Obama non ha mai mosso un dito, né detto una parola, contro il ruolo militare decisivo dei pasdaran e di Hezbollah in Siria e ora paga il prezzo di questo silenzio (sempre motivato dalla volontà di non irritare l’Iran) non solo con la sua totale irrilevanza politico- militare, ma anche con un quesito diabolico. 

Durante la battaglia di Damasco i suoi bombardamenti aerei chi colpiranno? In ogni caso saranno decisivi pro o contro Assad: se bombarda lo Stato islamico aiuta il dittatore direttamente; se bombarda l’Esercito della conquista, colpisce i terminali siriani di un paese suo alleato nella NATO e dell’Arabia Saudita, fulcro, assieme all’Egitto, dell’intero mondo arabo. Se non bombarda, ammette la sua irrilevanza. 
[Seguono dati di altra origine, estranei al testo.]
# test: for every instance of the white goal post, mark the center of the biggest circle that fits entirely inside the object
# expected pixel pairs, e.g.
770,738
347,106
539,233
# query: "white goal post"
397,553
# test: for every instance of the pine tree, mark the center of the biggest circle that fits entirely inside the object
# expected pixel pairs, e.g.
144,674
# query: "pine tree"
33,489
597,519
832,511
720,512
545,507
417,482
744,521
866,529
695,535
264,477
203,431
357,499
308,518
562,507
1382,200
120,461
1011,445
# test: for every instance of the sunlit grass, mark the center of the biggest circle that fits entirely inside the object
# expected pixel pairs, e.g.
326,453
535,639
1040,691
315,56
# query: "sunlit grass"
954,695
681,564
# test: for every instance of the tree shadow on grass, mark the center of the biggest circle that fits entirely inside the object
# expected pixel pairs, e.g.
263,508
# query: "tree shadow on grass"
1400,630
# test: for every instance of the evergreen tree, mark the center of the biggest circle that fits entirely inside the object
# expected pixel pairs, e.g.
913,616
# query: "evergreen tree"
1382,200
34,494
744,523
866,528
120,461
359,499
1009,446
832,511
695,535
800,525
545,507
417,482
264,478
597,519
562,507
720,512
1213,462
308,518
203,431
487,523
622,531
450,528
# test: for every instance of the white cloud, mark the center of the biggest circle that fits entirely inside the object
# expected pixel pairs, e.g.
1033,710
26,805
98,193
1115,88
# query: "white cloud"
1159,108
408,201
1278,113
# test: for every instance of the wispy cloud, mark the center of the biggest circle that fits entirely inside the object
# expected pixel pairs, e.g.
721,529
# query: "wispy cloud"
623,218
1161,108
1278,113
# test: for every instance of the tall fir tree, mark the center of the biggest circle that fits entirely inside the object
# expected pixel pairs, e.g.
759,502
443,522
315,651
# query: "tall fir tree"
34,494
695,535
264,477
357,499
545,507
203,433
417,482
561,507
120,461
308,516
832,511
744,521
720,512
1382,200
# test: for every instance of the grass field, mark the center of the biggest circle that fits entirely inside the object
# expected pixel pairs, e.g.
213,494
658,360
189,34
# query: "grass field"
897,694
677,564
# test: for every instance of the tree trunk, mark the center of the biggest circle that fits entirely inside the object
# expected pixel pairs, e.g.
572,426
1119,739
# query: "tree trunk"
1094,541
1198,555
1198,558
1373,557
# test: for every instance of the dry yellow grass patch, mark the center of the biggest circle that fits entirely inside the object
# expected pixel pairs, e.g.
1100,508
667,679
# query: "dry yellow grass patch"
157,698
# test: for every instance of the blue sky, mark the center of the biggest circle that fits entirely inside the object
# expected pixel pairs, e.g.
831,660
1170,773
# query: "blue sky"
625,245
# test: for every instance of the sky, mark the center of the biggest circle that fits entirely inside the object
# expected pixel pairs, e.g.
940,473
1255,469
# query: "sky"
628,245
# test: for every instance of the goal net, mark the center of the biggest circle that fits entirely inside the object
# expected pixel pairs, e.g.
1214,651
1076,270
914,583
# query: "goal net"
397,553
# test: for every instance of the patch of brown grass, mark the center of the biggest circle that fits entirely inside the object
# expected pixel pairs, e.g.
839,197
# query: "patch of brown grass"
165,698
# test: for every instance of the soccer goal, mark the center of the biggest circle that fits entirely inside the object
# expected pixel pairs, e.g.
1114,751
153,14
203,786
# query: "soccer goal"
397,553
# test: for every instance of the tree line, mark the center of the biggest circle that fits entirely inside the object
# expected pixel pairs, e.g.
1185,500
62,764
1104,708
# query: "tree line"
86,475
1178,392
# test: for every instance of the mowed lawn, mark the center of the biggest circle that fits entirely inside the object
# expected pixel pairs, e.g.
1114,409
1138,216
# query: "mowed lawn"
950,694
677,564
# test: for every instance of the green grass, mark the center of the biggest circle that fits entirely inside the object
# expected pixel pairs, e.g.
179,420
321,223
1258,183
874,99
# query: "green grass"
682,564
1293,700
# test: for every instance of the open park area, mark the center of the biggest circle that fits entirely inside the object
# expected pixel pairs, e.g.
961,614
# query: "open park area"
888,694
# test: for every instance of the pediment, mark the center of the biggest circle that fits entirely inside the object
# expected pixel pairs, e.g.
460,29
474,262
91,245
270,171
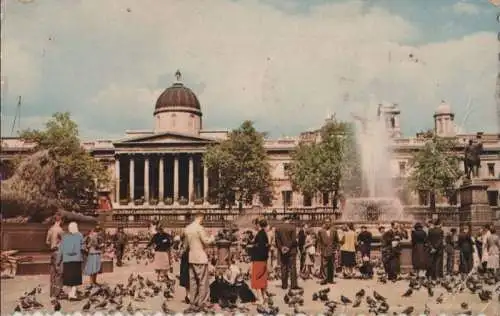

Questo è soltanto l’inizio del dispiegarsi delle conseguenze politiche implicite nell’accordo sul nucleare, che è la realizzazione del discorso di Obama del 6 giugno 2009 al Cairo, in cui offrì una “mano tesa” agli ayatollah per definire una gestione concordata del medio oriente

Inizio disastroso a cui seguirà – e sarà interessante verificarle – l’implementazione nel merito dell’accordo sul nucleare con le ispezioni, la attuazione della diminuzione delle centrifughe, dello stock di uranio raffinato eccetera. 

E’ la riprova, insomma, del fatto che quell’accordo è sciagurato non tanto – o non solo – in sé: è rovinoso sul piano politico. Perché si basa su un giudizio di affidabilità del regime di Teheran, pur smentito da anni dalla destabilizzazione iraniana di Libano, Iraq, Siria e Yemen, non comprendendo quale è la straordinaria natura del regime di Teheran. Regime nato da una rivoluzione popolare che tiene ancora insieme – di fatto armonicamente – Kerensky, Trotzky e Stalin, per fare una citazione di scuola. 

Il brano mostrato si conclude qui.